Connelly’s view was that one should say as little to the press as possible. “In this case that shouldn’t be hard. What do you know about this bombing?”

Bressler conceded that it wasn’t much.

“So there’s your answer.”

Bressler would ordinarily have relied on the official police department spokesman. But this was not the sort of thing that could be left to a spokesman.

Corralled into a roped-off area established by the police, the representatives of the media were dismayed that so far they’d been denied access to the site of the blast. Moreover, the official news bulletins had been both stale and evasive. If these reporters were not placated soon, they were liable to start a revolt of their own.

While the majority of the reporters and photographers seemed unwilling to defy the police, there was one who had absolutely no intention of waiting any longer.

Suddenly, the rope was down and a woman, followed by a soundman and a cameraman, was striding resolutely toward the devastated terminal.
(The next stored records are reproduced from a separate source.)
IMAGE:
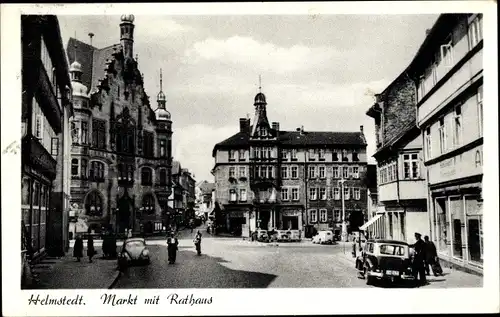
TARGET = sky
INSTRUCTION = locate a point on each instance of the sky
(318, 71)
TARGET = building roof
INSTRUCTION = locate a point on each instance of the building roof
(295, 138)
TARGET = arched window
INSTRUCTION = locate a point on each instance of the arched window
(163, 176)
(93, 204)
(83, 170)
(74, 167)
(148, 204)
(96, 170)
(146, 176)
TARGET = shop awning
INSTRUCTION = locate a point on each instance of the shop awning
(370, 222)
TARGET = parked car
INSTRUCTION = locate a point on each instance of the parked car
(133, 251)
(262, 235)
(385, 260)
(323, 237)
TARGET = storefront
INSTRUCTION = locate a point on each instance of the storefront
(35, 206)
(458, 225)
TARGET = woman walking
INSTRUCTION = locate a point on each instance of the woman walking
(90, 248)
(172, 243)
(78, 248)
(197, 242)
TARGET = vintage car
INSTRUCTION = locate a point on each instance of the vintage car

The woman was very good looking and wearing a skirt that slit provocatively along its bias. She was something of a local celebrity too, having anchored the evening news for KCVO-TV, on and off for the last three years. The officer who attempted to stop her, called to her by name, which was something he couldn’t have done with any of the other restless members of the press gathered in front of him.
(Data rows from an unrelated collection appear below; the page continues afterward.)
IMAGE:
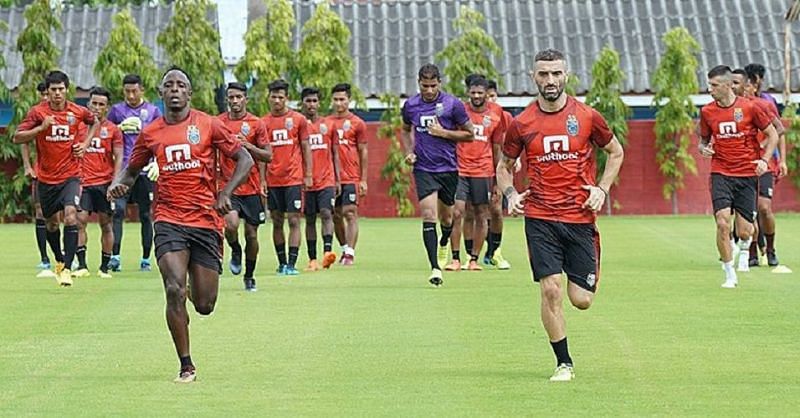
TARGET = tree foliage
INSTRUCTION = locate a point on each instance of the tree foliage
(674, 81)
(395, 169)
(192, 43)
(268, 54)
(324, 58)
(125, 53)
(39, 56)
(469, 52)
“Miss Winston, please, you’re not allowed beyond this point!”

If Ellie Winston heard him, and she probably did, it was clear that she was not about to obey him.

There was only one other officer assigned to keeping the newspeople quarantined and he rushed toward her. How he intended to block her and the pair of men behind her was not immediately apparent. In any case, it was too late.

Seeing that Ellie had broken free, the others followed, flailing their cameras and cassette recorders as though they were weapons. They looked like settlers starting out on the Oklahoma land rush.

Connelly, with Bressler at his side, was just emerging from the terminal when the army of reporters came marching down on them.

“This wasn’t supposed to happen,” Bressler muttered. “I gave orders that this wasn’t supposed to happen.”

Connelly was his usual imperturbable self. “Handle it,” he said and slipped away, intent on avoiding any embarrassing questions.

Now additional officers moved to halt the invasion, forming a protective ring about the terminal. But Ellie Winston kept right on going.

“Miss Winston, please,” one of them pleaded. “We can’t let anyone in there until the preliminary investigation is completed.”

As he spoke, he did not realize that the cameras had turned on him and were in the process of filming. When he looked up into the glare of their lights, his words grew halting and suddenly he fell silent altogether. Ellie thrust a microphone toward him.

“Is there anything else you care to add?”

“Not my job,” he mumbled and retreated from the camera’s intimidating eye.

So Ellie searched for another victim and found him in the person of Lieutenant Bressler. Bressler glanced uneasily about, hoping for relief, but there was no help in sight. He had to do this one on his own.

“Lieutenant, do you have any idea who might be responsible for this carnage?”

“Miss Winston, I am prepared to make a statement to the press. I am not prepared to take individual questions.”

“Is the police department taking any special measures to make certain something like this does not happen again?” Ellie found that by ignoring hostile responses she was often able to get her point across—if not to the interviewee at least to her audience.

“Miss Winston . . .” Bressler’s voice betrayed his exhaustion.

Others were now shouting out their questions and Bressler turned to confront them. As he did so, Ellie took advantage of his distraction and slipped behind the police barricade, which consisted only of a few hastily positioned wooden props. The sound and camera men followed in her footsteps.